Ezyagricを利用した農家のサクセスストーリー
このデジタル支援の効果は絶大でした。7人の子供の母親である41歳のナムリ・ドロシーさんの農園では、作物の収穫量が著しく向上しました。ドロシーさんの豆の収穫量は1エーカー当たり1袋から7袋に、トウモロコシの収穫量は1エーカー当たり4袋から11袋に増加しました。「以前は1エーカーから1袋の豆を収穫するだけでも苦労していましたが、今では適切な農業資材と指導のおかげで7袋を収穫できるようになりました。
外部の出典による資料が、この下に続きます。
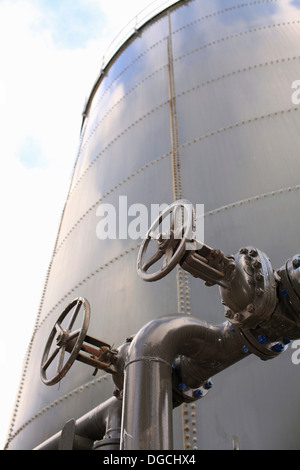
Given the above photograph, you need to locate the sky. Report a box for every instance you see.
[0,0,170,449]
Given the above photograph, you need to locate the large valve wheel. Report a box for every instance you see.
[41,297,90,385]
[137,199,195,282]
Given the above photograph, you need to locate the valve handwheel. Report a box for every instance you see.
[41,297,90,385]
[137,199,195,281]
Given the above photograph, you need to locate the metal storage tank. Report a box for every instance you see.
[6,0,300,450]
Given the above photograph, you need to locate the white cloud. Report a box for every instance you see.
[0,0,156,445]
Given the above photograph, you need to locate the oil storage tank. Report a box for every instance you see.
[6,0,300,450]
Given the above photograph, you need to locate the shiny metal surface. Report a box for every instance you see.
[8,0,300,449]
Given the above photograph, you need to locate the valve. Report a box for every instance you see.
[40,297,118,385]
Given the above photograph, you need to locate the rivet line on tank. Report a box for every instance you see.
[95,37,166,111]
[5,374,108,450]
[173,0,278,34]
[177,56,300,102]
[79,64,168,151]
[54,152,171,255]
[199,184,300,221]
[36,243,140,331]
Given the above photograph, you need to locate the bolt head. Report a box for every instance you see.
[204,380,213,390]
[178,382,188,392]
[256,287,264,297]
[257,335,268,344]
[293,255,300,269]
[193,388,203,398]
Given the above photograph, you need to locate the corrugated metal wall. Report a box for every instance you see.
[8,0,300,449]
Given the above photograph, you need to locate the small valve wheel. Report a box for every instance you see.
[137,199,195,282]
[41,297,90,385]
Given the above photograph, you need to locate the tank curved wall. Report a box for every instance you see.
[7,0,300,449]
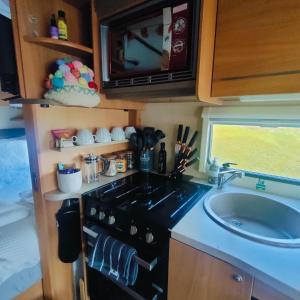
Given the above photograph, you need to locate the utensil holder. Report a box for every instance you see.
[57,171,82,193]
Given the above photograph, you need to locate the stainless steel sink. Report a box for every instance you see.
[204,193,300,248]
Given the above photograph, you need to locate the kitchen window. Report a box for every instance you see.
[200,106,300,184]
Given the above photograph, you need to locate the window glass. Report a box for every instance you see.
[209,124,300,179]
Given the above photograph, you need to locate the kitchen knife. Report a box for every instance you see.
[175,124,183,155]
[175,126,190,167]
[188,130,198,148]
[182,126,190,145]
[178,157,199,173]
[187,148,198,159]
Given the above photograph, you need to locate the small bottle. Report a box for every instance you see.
[158,143,167,174]
[50,14,58,39]
[57,10,68,41]
[208,158,220,184]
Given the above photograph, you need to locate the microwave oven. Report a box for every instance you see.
[100,0,200,92]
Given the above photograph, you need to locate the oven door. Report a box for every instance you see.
[83,225,168,300]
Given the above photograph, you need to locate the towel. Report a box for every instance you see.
[88,228,138,286]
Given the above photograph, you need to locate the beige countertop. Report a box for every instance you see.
[171,180,300,299]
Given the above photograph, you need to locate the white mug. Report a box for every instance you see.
[125,126,136,140]
[111,127,125,141]
[95,128,111,143]
[72,129,95,146]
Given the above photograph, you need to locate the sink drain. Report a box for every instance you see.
[231,219,243,227]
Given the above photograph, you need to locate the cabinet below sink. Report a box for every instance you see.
[168,239,291,300]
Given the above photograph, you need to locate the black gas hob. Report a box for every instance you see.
[84,173,211,244]
[83,173,211,300]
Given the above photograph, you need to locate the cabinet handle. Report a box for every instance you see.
[232,274,244,283]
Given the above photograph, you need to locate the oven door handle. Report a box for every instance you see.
[82,226,158,271]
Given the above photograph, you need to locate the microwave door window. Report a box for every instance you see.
[111,14,164,77]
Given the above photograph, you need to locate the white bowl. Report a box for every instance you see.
[125,126,136,140]
[57,171,82,193]
[95,128,111,143]
[111,127,125,141]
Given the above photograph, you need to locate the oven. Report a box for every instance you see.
[82,173,211,300]
[83,200,169,300]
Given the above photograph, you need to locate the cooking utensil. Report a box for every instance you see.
[129,132,137,148]
[175,124,183,155]
[188,130,198,148]
[187,148,198,159]
[155,129,166,140]
[178,157,199,173]
[137,136,144,152]
[182,126,190,145]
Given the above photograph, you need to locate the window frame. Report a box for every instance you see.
[199,106,300,186]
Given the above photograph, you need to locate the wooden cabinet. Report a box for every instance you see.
[168,239,253,300]
[212,0,300,97]
[252,279,292,300]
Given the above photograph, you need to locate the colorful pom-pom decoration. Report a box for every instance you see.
[44,57,100,107]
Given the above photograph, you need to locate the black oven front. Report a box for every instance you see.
[83,217,169,300]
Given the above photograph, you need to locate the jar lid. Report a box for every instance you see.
[101,153,117,159]
[83,154,98,162]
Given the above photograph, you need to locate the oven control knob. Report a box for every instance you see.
[108,215,116,225]
[146,231,154,244]
[98,211,105,221]
[90,207,97,216]
[129,225,137,235]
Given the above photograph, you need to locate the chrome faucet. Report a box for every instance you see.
[218,163,245,190]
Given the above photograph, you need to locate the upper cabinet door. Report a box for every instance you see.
[212,0,300,96]
[95,0,145,19]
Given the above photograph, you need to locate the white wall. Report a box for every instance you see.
[141,103,202,177]
[0,106,24,129]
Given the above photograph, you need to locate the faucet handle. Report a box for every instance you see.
[222,162,238,169]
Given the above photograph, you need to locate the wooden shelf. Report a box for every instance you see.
[53,140,129,152]
[24,36,93,56]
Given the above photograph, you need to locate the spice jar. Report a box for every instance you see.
[125,150,135,170]
[116,152,127,173]
[99,154,117,176]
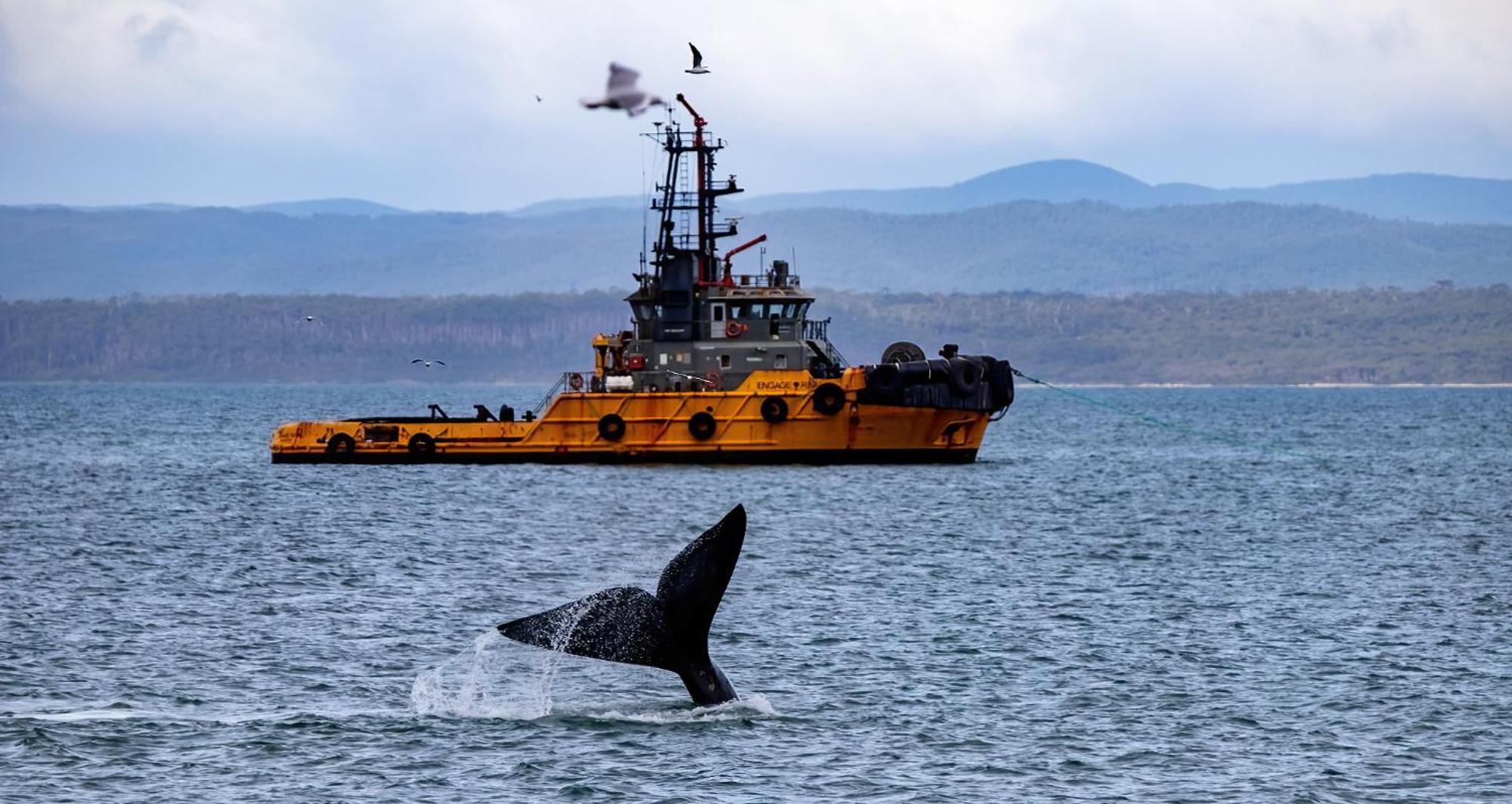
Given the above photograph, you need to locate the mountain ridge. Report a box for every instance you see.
[0,201,1512,299]
[20,159,1512,225]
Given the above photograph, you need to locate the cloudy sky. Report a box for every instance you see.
[0,0,1512,210]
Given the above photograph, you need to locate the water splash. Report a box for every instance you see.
[410,617,777,724]
[410,629,562,719]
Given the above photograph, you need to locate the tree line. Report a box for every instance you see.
[0,283,1512,384]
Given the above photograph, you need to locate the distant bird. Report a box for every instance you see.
[582,62,667,118]
[683,42,709,76]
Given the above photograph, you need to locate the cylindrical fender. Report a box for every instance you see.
[599,413,624,441]
[761,396,788,425]
[688,411,718,441]
[813,382,845,416]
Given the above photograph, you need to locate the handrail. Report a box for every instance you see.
[531,370,593,419]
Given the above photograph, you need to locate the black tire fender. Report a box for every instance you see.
[866,363,903,396]
[599,413,624,441]
[813,382,845,416]
[945,357,981,397]
[325,432,357,458]
[761,396,788,425]
[410,432,435,455]
[688,411,718,441]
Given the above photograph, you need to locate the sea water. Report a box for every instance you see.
[0,384,1512,801]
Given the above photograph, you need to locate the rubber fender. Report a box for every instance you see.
[325,432,357,456]
[761,396,788,425]
[866,363,903,396]
[599,413,624,441]
[987,358,1013,408]
[945,355,981,399]
[688,411,718,441]
[813,382,845,416]
[410,432,435,455]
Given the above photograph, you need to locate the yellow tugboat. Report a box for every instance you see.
[271,95,1013,464]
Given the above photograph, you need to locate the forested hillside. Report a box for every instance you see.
[0,283,1512,384]
[0,201,1512,299]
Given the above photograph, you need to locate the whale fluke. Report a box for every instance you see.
[499,505,745,706]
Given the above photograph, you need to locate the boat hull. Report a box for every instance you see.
[271,372,990,464]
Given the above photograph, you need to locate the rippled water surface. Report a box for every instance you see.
[0,385,1512,801]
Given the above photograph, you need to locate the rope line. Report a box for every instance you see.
[1009,367,1328,464]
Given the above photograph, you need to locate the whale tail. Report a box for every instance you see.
[499,505,745,706]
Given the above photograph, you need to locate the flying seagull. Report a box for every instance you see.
[582,62,667,118]
[683,42,709,76]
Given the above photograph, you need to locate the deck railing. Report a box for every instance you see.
[531,369,593,419]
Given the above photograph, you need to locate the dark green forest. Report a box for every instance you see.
[0,283,1512,384]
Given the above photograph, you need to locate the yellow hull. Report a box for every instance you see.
[271,369,989,464]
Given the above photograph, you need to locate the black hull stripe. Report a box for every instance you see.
[272,449,977,465]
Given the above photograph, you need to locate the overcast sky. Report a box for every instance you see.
[0,0,1512,210]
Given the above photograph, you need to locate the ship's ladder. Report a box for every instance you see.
[676,159,697,248]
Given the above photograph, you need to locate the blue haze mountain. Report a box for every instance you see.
[0,160,1512,299]
[514,159,1512,224]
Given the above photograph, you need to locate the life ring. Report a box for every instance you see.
[945,357,981,399]
[688,411,718,441]
[410,432,435,456]
[599,413,624,441]
[813,382,845,416]
[761,396,788,425]
[325,432,357,458]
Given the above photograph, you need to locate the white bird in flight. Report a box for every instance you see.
[582,62,667,118]
[683,42,709,76]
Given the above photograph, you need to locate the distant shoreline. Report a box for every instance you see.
[0,378,1512,391]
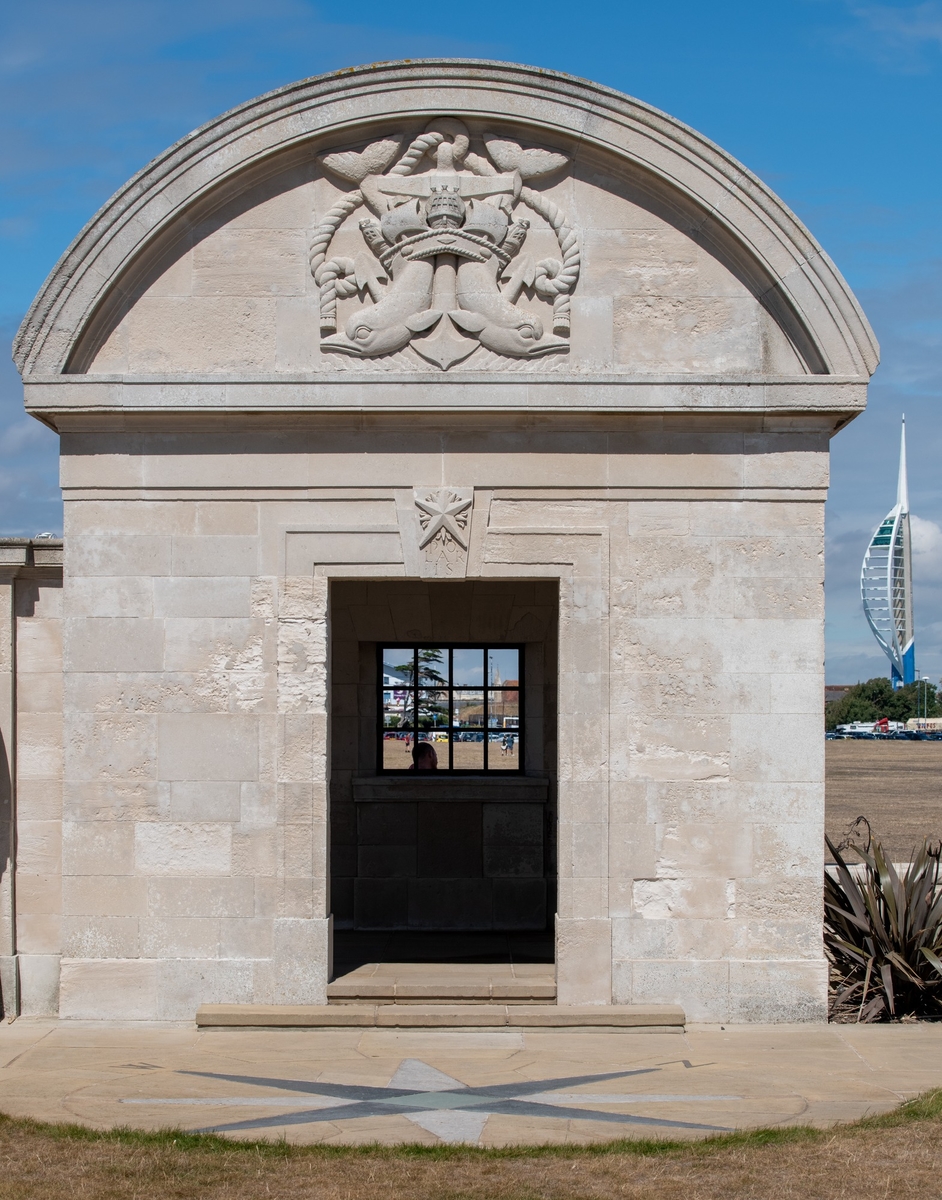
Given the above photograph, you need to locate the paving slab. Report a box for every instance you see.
[0,1019,942,1146]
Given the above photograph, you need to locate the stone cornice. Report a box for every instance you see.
[25,373,866,428]
[14,59,878,385]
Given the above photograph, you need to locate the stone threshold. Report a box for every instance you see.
[328,962,556,1004]
[196,1004,685,1033]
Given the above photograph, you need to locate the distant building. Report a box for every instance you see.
[860,416,916,688]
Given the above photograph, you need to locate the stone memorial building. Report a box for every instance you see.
[0,60,877,1021]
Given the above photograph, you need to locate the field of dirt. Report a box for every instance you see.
[824,740,942,862]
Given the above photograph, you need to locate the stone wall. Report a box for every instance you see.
[0,539,64,1016]
[11,60,878,1020]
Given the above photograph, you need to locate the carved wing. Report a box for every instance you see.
[484,133,569,179]
[319,138,402,184]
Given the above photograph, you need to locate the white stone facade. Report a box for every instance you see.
[0,61,876,1021]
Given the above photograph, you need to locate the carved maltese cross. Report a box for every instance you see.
[415,487,473,550]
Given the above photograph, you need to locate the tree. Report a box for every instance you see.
[824,676,942,730]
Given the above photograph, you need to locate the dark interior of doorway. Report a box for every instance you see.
[334,929,554,978]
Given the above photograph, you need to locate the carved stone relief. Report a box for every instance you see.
[396,487,474,580]
[311,118,581,371]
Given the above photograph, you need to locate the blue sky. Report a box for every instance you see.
[0,0,942,683]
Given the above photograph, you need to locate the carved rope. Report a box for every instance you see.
[520,187,582,334]
[467,154,582,334]
[307,133,445,334]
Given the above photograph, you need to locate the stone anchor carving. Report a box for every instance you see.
[311,119,581,371]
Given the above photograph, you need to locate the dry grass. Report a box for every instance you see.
[0,1091,942,1200]
[824,742,942,862]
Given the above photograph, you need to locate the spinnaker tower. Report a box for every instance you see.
[860,416,916,688]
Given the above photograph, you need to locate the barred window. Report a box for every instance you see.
[378,643,523,774]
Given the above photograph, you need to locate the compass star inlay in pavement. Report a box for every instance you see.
[166,1058,728,1141]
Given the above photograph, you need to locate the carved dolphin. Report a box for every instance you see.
[320,254,442,358]
[451,258,569,358]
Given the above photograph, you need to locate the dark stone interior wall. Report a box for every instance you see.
[329,580,558,930]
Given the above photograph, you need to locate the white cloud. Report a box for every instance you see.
[910,512,942,583]
[836,0,942,73]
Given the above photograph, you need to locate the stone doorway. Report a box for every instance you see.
[330,580,558,984]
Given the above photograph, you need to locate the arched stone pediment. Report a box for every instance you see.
[16,60,877,382]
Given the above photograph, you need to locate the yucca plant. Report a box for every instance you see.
[824,818,942,1021]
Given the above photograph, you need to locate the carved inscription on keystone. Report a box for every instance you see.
[311,118,581,371]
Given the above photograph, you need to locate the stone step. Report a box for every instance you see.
[197,1003,685,1033]
[328,962,556,1004]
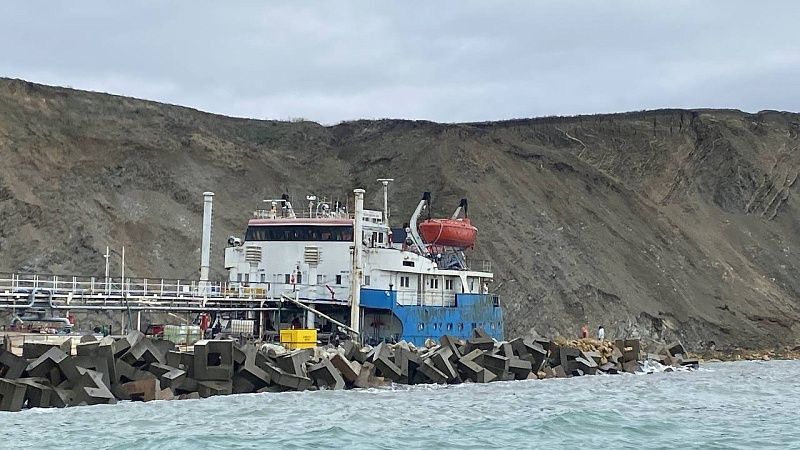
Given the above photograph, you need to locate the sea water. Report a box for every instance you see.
[0,361,800,449]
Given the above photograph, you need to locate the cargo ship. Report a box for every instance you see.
[0,179,504,346]
[222,179,504,345]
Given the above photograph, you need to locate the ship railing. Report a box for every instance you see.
[396,289,456,307]
[253,209,355,220]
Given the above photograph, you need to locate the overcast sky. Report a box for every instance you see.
[0,0,800,124]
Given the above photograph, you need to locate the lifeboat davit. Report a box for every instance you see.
[419,219,478,248]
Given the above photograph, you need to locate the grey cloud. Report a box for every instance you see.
[0,1,800,123]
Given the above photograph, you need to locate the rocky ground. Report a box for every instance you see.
[0,79,800,349]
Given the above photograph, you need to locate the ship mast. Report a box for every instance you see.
[378,178,394,227]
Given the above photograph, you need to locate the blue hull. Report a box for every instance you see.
[361,288,505,346]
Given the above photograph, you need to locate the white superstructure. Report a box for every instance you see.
[220,188,492,306]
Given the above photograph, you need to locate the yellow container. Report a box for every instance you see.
[280,329,317,350]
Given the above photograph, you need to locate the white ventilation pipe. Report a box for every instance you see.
[200,192,214,292]
[350,189,365,336]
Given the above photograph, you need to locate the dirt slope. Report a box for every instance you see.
[0,79,800,347]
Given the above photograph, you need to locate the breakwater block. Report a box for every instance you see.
[197,380,233,398]
[0,330,697,411]
[22,338,72,359]
[0,378,26,412]
[16,378,53,408]
[0,349,28,379]
[147,363,186,388]
[120,378,161,402]
[308,358,345,389]
[194,340,233,382]
[25,347,67,385]
[70,367,117,406]
[331,353,358,384]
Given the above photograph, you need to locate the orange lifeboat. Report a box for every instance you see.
[419,219,478,248]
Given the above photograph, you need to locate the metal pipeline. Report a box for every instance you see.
[0,288,53,309]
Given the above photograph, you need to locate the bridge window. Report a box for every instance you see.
[244,225,353,242]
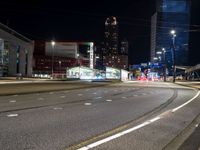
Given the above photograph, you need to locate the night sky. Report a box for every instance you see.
[0,0,200,64]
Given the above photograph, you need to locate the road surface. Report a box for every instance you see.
[0,82,200,150]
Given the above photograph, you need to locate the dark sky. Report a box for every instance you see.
[0,0,200,64]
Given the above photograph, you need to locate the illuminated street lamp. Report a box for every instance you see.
[153,57,158,60]
[156,51,162,55]
[170,30,176,82]
[51,41,56,79]
[162,48,166,82]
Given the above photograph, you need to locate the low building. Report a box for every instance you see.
[33,41,93,77]
[0,23,34,77]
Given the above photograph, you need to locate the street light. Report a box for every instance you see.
[162,48,166,82]
[51,41,56,79]
[170,30,176,82]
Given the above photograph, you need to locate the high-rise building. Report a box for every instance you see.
[0,23,34,77]
[151,0,190,66]
[100,16,128,69]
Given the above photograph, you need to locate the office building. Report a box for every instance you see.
[0,23,34,77]
[33,41,94,76]
[151,0,190,67]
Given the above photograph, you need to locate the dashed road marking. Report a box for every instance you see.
[106,99,112,102]
[84,103,92,106]
[9,100,17,103]
[95,97,102,99]
[53,107,63,110]
[7,114,18,117]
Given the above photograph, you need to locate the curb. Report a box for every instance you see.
[163,110,200,150]
[0,83,112,96]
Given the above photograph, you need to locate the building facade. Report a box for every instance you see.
[96,16,128,69]
[150,0,190,66]
[33,41,93,76]
[0,23,34,77]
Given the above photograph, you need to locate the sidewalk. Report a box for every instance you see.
[0,81,112,96]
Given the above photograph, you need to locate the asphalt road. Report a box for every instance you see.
[0,82,200,150]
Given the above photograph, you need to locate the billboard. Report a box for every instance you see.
[45,42,78,58]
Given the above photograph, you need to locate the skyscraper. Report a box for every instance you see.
[102,16,128,69]
[151,0,190,66]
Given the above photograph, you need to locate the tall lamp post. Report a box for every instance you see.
[162,48,166,82]
[51,41,56,79]
[170,30,176,82]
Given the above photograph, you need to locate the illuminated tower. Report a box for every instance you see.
[103,16,119,67]
[151,0,190,66]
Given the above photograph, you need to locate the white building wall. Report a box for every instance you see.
[0,24,34,77]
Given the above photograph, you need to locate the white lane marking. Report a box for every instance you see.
[78,117,161,150]
[172,91,200,112]
[53,107,63,110]
[7,114,18,117]
[84,103,92,106]
[106,99,112,102]
[95,97,102,99]
[38,97,44,101]
[9,100,17,103]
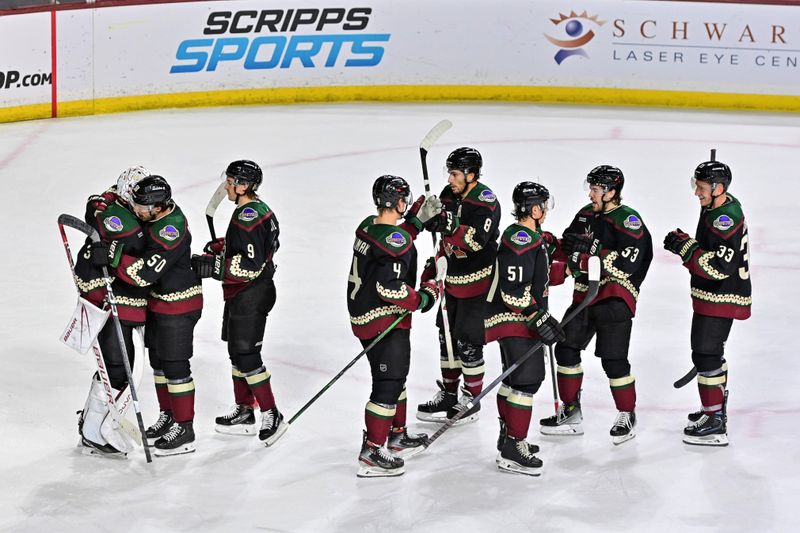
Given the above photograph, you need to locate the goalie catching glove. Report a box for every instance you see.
[522,305,567,345]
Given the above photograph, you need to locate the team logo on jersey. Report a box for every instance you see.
[103,217,124,231]
[239,207,258,222]
[386,231,408,248]
[158,224,181,241]
[622,215,642,231]
[511,230,533,246]
[478,189,497,203]
[714,215,733,231]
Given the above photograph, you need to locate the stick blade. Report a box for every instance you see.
[419,119,453,152]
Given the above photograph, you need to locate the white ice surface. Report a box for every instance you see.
[0,105,800,532]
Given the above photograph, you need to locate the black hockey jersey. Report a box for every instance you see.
[684,194,752,320]
[437,182,500,298]
[347,215,428,340]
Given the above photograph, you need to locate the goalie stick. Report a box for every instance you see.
[58,214,153,463]
[422,256,600,449]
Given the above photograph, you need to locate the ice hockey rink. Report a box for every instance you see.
[0,104,800,533]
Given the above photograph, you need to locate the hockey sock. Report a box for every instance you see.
[231,366,255,405]
[608,375,636,412]
[364,401,397,446]
[167,378,194,422]
[392,387,407,428]
[505,389,533,439]
[697,368,728,414]
[245,366,275,411]
[556,364,583,403]
[497,383,512,420]
[153,370,172,411]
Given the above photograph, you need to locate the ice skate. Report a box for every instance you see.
[258,407,289,446]
[447,387,481,426]
[539,401,583,436]
[356,431,405,477]
[386,427,428,459]
[144,411,175,444]
[153,420,195,457]
[610,411,636,445]
[417,380,458,422]
[497,437,542,476]
[214,405,258,436]
[683,411,728,446]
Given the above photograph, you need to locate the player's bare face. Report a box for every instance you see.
[447,170,467,196]
[694,181,714,207]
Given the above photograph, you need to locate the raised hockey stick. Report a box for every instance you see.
[287,311,408,425]
[58,218,141,441]
[422,256,600,448]
[58,214,153,463]
[672,366,697,389]
[206,181,228,241]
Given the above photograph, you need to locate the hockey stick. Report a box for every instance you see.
[58,214,153,463]
[58,222,141,441]
[422,256,600,449]
[287,311,408,426]
[672,366,697,389]
[206,181,228,241]
[547,344,558,415]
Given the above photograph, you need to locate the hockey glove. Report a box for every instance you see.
[562,233,602,255]
[86,191,117,213]
[89,241,125,268]
[192,254,225,281]
[424,210,461,235]
[417,281,439,313]
[203,237,225,255]
[522,305,567,346]
[419,257,436,283]
[664,228,700,263]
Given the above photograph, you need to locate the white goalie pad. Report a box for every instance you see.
[60,297,111,354]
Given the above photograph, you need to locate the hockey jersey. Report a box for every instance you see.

Ezyagricのおかげで、子供たちの教育のサポートもできています。」とドロシーさんは述べます。

7人の子供の父親である37歳のムニェバンザ・テオさんも大きな恩恵を受けました。SAAを通じて環境再生型農業(RA)の実践と適切な肥料の散布を学んだ彼は、農業資材を購入するために2万UGX(6米ドル)を費やしてムベンデの町まで移動する必要がなくなりました。1エーカー当たりのトウモロコシの収穫量は18袋、インゲンマメの収穫量は15袋、ジャガイモの収穫量は22袋に増加しました。「収穫量が向上したことで、私は地域のロールモデルとなりました。近所の人たちは、どの肥料や農薬を使うべきか、よく私にアドバイスを求めてきます」とテオさんは語ります。
ルテテに住む75歳の農家のアボムギシャ・イノセントさんも同様の効果を目の当たりにしました。アイシャさんを通じて農業資材をタイムリーに入手できるようになったことで、彼のトウモロコシの収穫量は1エーカーあたり10~15袋に増加し、豆の収穫量は1エーカーあたり7袋以上になりました。「農業資材をタイムリーに入手できるようになったことは、大きな違いをもたらしました。今では1エーカーあたり15袋のトウモロコシを収穫できるようになりました。」とイノセントさんは述べます。

周囲の農家を力づけるアイシャさんの役割
アイシャさんのコミュニティ普及員(Community-Based Facilitator:CBF)としての役割は、彼女のマネジメント能力を強化し、農業資材や生産物を調達する能力を向上させ、変革をもたらしました。その結果、農業の生産性が向上し、周囲の何百もの農家に影響を与えました。さらに、彼女はEzyagricの売上から20万UGX(54米ドル)の報酬を得ており、コミュニティにおいてより広範な社会経済的利益を強化しています。「Ezyagricからの副収入は、子どもたちの学費や家計費の足しになります」とアイシャさんは語ります。

アイシャさんは大きな成功を収めましたが、一方で、季節性による農業資材の販売量の少なさや、農家に影響を与える天候不順、そして離職率の高さといった課題も残っています。アイシャさんは、ウガンダにおいて質の高い農業資材へのアクセスを改善する上で、農業資材の仕入れ担当者が果たす役割の重要性を強調し、手頃な価格の小さなパッケージを開発することで、農村部の農家の需要に効果的に応えることができると提案しています。

農家にポジティブな変化をもたらすSAAの取り組み
Ezyagricを通じて農村における農業資材へのアクセスを改善するSAAの取り組みは、デジタルツールとコミュニティベースの研修や支援を組み合わせることがいかに効果的か示しています。。この地域の農家は収穫を増やし、生活を向上させています。このモデルは、ウガンダだけでなくアフリカ各地の農業コミュニティを変革する可能性を秘めており、より広範囲での応用が期待されています。SAAは今後も、より多くの農家にポジティブな変化をもたらすため、さらなる改善と拡大に取り組んでいきます。